Georeferenced user-generated datasets like those extracted from Twitter and similar social media feeds are increasingly gaining the interest of spatial analysts. Such datasets oftentimes reflect a wide array of real-world phenomena. However, each of these phenomena takes place at a certain spatial scale. Therefore, user-generated datasets are of multi-scale nature. Such datasets cannot be properly dealt with using the most common analysis methods, because these are typically designed for single-scale datasets where all observations are expected to reflect one single phenomenon (e.g., crime incidents). In a new paper, which will appear in IJGIS soon, we focus on the popular local G statistics. We propose a modified scale-sensitive version of that widely used statistic.

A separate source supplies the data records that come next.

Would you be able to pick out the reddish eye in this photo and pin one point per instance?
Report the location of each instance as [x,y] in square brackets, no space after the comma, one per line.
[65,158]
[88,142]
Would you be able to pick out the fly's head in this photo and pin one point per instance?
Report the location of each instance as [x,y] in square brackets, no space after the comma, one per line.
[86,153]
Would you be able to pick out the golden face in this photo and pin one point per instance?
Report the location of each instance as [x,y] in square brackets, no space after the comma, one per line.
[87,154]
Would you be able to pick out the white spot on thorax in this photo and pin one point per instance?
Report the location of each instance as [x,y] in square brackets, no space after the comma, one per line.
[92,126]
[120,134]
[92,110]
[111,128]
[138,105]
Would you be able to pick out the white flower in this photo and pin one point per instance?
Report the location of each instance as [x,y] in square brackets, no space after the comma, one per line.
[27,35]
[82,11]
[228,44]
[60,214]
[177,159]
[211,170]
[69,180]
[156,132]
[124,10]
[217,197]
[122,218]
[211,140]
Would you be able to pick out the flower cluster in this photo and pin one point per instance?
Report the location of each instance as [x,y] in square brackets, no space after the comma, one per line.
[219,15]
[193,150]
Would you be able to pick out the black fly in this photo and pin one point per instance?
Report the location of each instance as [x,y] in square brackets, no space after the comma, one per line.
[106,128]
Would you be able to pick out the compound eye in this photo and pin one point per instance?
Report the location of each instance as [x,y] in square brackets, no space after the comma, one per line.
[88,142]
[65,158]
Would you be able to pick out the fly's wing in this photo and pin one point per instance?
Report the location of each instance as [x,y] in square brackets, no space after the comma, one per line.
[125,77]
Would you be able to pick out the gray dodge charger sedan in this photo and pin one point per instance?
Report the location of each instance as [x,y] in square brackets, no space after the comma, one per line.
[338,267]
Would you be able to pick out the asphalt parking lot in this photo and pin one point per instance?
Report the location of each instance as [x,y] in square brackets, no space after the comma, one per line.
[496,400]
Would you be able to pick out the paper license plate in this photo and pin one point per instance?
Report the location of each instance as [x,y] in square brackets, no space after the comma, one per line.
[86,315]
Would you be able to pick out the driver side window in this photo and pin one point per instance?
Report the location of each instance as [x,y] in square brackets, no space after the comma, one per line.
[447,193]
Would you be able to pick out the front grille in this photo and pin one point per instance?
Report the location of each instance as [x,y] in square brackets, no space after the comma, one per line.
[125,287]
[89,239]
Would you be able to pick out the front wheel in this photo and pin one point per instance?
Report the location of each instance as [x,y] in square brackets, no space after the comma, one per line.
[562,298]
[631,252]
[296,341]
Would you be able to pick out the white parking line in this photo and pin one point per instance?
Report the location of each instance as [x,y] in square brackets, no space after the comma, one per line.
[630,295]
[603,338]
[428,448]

Furthermore, our approach comprises an alternative neighborhood definition that enables to extract certain scales of interest. We compared our method with the original one on a real-world Twitter dataset. Our experiments show that our approach is able to better detect spatial autocorrelation at specific scales, when multiple scales are contained in the analysed dataset. Based on the findings of our research, we identified a number of scale-related issues that our approach is able to overcome. Thus, we demonstrate the multi-scale suitability of the proposed solution.
The corresponding paper is currently in the production process, and thus not yet published (it is expected to be available online from the end of January). A pre-production copy of the paper can be found here:
Westerholt, R., Resch, B., and Zipf, A. (2014): A local scale-sensitive indicator of spatial autocorrelation for assessing high- and low-value clusters in multi-scale datasets. International Journal of Geographical Information Science, issue pending, pp. pending. doi:10.1080/13658816.2014.1002499.